A statement on behalf of the Woodnutt family said that they had walked into a garda station on September 29 "oblivious to our sister's public execution, which was hosted on social media by her murderer". "Evil entered the sanctity of our family that day...it is unbearable and we cannot see beyond it".
The statement continued: "Lorna loved life, she loved people and was loved by people. Let Lorna not be defined by the grotesque way she was murdered."
Details of attack
In his garda interviews, the boy told detectives that he got the hammer from a shed before he started "whacking" the victim with it. He said Ms Woodnutt had got down on the couch and held up a chair to protect herself.
The defendant said he hit her with the small hammer first, around 15 to 20 times on the head. "I used the bigger hammer when she was on the ground," he added.
He told gardaí that he had tried to use a knife to stab her in the chest but it was too blunt. He said he tried to stab her three times but gave up when it wouldn't work. The boy said he had to finish what he was doing and didn't feel he could stop.

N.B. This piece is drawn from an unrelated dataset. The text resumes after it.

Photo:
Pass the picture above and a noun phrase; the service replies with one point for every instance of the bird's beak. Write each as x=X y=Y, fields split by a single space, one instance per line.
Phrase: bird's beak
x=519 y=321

Prosecution counsel Michael Delaney SC said a garda who examined the selfie type picture taken by the accused found there was blood splatter on the boy's face. Over his left shoulder, the court heard, was a person lying on a tiled floor with their legs raised on the couch.
He said the victim was lying in a pool of blood with facial injuries.
The video posted on Snapchat was 17 seconds long and the camera focused on a sledgehammer standing upright on the bloodied tiled floor. The court heard the camera pans to the left and there is a body in a pool of blood with severe facial injuries.
"The camera lowered over the face of the victim, whose front skull was shattered; a large hole in the skull," said counsel.
The camera then panned to the right of the body where brain material and blood can be seen on the floor. A clock on the wall behind showed the time as 12.36pm.
The camera then pans in closer to the hole on the face and then zooms in on the brain matter on the floor. It then pans back to the left and over the body and upwards before moving over Ms Woodnutt's head injury.
The barrister said the video was uploaded to Snapchat at 12.45pm that day. A garda Inspector agreed with counsel that messages sent and received were recovered on Snapchat and some users had screenshot material "in the chat".
The court heard the boy was heavily involved in bodybuilding, general strength and the consumption of protein as part of a person's diet.
The juvenile's defence counsel Mr Dwyer submitted to the court that his client has high functioning autism with poor social skills. He said his client had attacked the victim with the "most extraordinary ferocity".